Dengan kata lain, wartawan juga merupakan seorang profesional, seperti halnya dokter, pilot, guru, atau pengacara. Secara umum, pekerjaan bisa disebut sebagai profesi jika memiliki 4 kriteria, yakni: memiliki kebebasan dalam bekerja, memiliki panggilan dan keterikatan dengan pekerjaan, memiliki keahlian (expertise) dan memiliki tanggung jawab yang terikat pada kode etik pekerjaan. Dan jika mengacu pada kriteria tersebut, wartawan memenuhi keempat kriteria 'profesional' tersebut.

Kita tentu dapat menyebut pekerjaan wartawan berhubungan langsung dengan kepentingan masyarakat atau publik. Pekerjaan wartawan juga mencerdaskan bangsa. Tak heran jika banyak yang  mengistilahkannya dengan “bidan sejarah”. Sebagai bidan, wartawan atau pers ikut secara aktif mengembangkan, membesarkan dan mendewasakan sejarah sebuah bangsa. 

Oleh karena itu, sebagai profesi yang terhormat, maka wartawan wajib mengawal kebenaran dan keadilan, melakukan perlindungan terhadap hak-hak pribadi masyarakat, serta menjadi musuh penjahat kemanusiaan seperti koruptor dan politikus busuk.

Adapun ruh dari kegiatan wartawan adalah kebebasa yang dikenal dengan kebebasan pers, yakni kebebasan mencari, memperoleh, dan menyebarluaskan gagasan dan informasi. UU No. 40/1999 tentang Pers. Kemerdekaan pers juga dijamin sebagai hak asasi warga negara, bahkan pers nasional tidak dikenakan penyensoran, pembredelan, atau pelarangan penyiaran (Pasal 4 ayat 1 dan 2). 

Adapun pihak yang mencoba menghalangi kemerdekaan pers dapat dipidana penjara maksimal 2 tahun atau dena maksimal Rp 500 juta (Pasal 18 ayat 1). 

Meski demikian, kebebasan disini dibatasi dengan kewajiban menghormati norma-norma agama dan rasa kesusilaan masyarakat serta asas praduga tak bersalah (Pasal 5 ayat 1). 

Di sisi lain, pada praktiknya, kebebasan pers lebih banyak dinikmati oleh pemilik modal atau pemilik media massa. Akibatnya, para wartawan harus tunduk pada kepentingan pemilik, atau setidaknya pada visi, misi, dan kepentingan pemilik media tersebut. Tak heran jika di banyak media, liputan yang berbau korporasi kerap mendapat porsi besar, meski alasan kepentingan publiknya sangat terbatas.

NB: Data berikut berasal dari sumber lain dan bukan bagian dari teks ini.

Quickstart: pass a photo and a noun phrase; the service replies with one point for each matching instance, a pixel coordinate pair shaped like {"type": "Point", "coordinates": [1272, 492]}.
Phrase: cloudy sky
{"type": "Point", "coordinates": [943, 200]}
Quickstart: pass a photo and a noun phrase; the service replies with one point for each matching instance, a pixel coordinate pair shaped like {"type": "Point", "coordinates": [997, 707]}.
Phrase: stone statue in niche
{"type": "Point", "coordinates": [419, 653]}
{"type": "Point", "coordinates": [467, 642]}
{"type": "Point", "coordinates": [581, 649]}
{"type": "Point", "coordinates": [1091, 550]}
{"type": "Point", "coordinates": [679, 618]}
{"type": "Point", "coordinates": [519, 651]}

Wartawan seharusnya memiliki panggilan dan keterikatan dengan pekerjaannya sebagai pewarta. Contohnya, ketika wartawan bekerja melebihi batas waktu normal yang telah ditetapkan pemerintah. Untuk isu-isu tertentu, tak heran jika wartawan rela menunggu untuk waktu lama. Bahkan, tak sedikit wartawan yang bekerja dalam keadaan bahaya, demi menjadi orang pertama dalam mendapatkan berita.

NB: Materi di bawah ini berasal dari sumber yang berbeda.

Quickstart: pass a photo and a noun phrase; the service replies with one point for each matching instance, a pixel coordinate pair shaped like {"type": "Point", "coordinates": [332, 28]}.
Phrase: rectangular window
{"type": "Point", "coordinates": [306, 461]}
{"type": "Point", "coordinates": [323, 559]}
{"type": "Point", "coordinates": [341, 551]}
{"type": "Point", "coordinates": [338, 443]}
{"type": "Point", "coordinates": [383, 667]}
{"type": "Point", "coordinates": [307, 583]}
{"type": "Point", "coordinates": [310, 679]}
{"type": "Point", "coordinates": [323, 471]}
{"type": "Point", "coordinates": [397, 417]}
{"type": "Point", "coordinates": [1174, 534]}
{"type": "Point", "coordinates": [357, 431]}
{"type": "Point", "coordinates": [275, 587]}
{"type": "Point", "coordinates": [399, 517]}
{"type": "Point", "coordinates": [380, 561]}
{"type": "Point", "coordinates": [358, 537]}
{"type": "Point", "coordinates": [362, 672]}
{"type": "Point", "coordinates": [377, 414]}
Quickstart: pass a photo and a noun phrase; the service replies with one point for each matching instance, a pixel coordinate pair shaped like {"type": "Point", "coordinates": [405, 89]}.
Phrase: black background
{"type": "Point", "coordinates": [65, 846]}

Khusus terkait keahlian yang harus dimiliki seorang wartawan, maka sejak awal ia harus dibekali dengan pengetahuan yang cukup, termasuk mendengar masukan dari para senioren. Adapun keahlian yang harus dimiliki wartawan adalah, kemampuan mencari, meliput, dan menulis berita. Termasuk keahlian menggunakan bahasa Indonesia secara baik dan benar.

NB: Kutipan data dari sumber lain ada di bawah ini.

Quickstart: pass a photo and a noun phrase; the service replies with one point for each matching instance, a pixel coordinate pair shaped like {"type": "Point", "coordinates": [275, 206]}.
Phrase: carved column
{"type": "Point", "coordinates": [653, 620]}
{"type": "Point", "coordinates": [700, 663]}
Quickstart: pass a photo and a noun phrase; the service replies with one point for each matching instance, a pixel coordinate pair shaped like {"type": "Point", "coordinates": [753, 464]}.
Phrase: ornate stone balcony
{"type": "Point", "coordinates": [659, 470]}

Terakhir, wartawan terikat kepada kode etik yang menjadi panduan dan rambu-rambu dalam bekarja. Sejauh ini, kode etik yang dimaksud adalah Kode Etik Jurnalistik (Pasal 7 ayat (2) UU No. 40/1999 tentang Pers). Dalam penjelasan disebutkan, yang dimaksud dengan Kode Etik Jurnalistik adalah kode etik yang disepakati organisasi wartawan dan ditetapkan oleh Dewan Pers.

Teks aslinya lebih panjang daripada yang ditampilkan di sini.